Even Carpenter realized how weak the film was… after watching it he went back to shoot a ton of new footage to try and save the film, including the beginning scene where the sailors tell the backstory and get picked off. It doesn’t work, obviously, but at least it shows the director knew what he had made (which is more than you can say about most horror fans.).

Ironically, this is what led him to agree to the 2005 remake, because he wanted to see it done right. Perhaps they shouldn’t have gotten the director of Blank Check to do it. Poor Carpenter just can’t get his shit together the last few years, eh?

 
A Moment of Piss: Jamie Lee Curtis- “Bad things seem to happen to me.”  Oh ho ho! Way to take us out of the film!
 
These Ain’t Chopped Liver Alternatives: The Mist, Dead and Buried, The Changeling, and the Collective Works of John Carpenter (with the exception of Pro-Life, which is an abortion).

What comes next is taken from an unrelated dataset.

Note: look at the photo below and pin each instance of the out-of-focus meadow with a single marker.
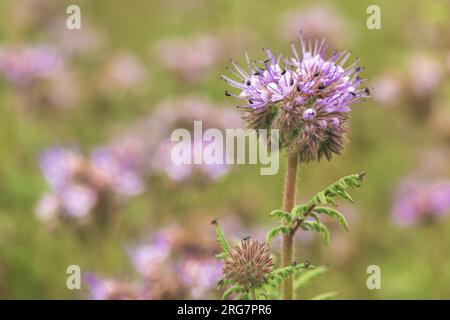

Nick Nunziata Agrees: The problem with The Fog is that it’s a
Carpenter film. It’s lumped in with his classic works when in reality it’s
a pretty good film with some great atmospheric moments [and Tom Atkins!] but
one that is paced like an unmotivated glacier and with a great concept that is
executed at about only 70% effectiveness. It’s such an iconic title. The
artwork and trailer and the whole vibe of the movie is ominous and reeks of “classic
ghost story”. And then there’s the John Carpenter factor. I truly
feel that a lot of the love this film gets is piggybacked on his truly classic
works, and this one to me is a bit more minor. It was one of his few films I
thought a remake might have been good for, but obviously that’s not the
case.

But in the pantheon of classic horror movies, there’s
just no place for this one. It just has the distinction of being one of the
films to arrive during Carpenter’s golden years, and though the acting is
pretty damn solid and there are some great little moments, it’s hard to
believe that folks will defend this film so vehemently. The Sea and Ghosts are
an amazing pair and they go a long way towards building up the mystique to
warrant a classic tale. Not here though. Just a decent if unspectacular little
film from a great chain smoker.

Jeremy Smith Disagrees: I could argue that no one considered The Fog much of an artistic success in the first place and leave it at that, but Alex left the barn door open when he equated Carpenter’s 1980 mood piece with Ghosts of Mars. For all its pacing issues, The Fog is at least a beautifully composed (visually and musically) ghost story with a more than reasonable eighty-nine-minute run time. And while I’ve sat through seventy-minute movies that lasted a seeming eternity, Carpenter’s use of the 2.35 frame is so consistently stunning that the go-nowhere narrative hardly matters. The medium would be in much better shape today if film students were forced to watch everything Carpenter did (for the big screen) between Assault on Precinct 13 and They Live. If you want to whup up on prime-time Carpenter, give the uninspired Christine a few more lashings, but leave The Fog alone. It may be minor, but it’s more intriguing than most horror films I see nowadays. Atmosphere goes a long way in this genre.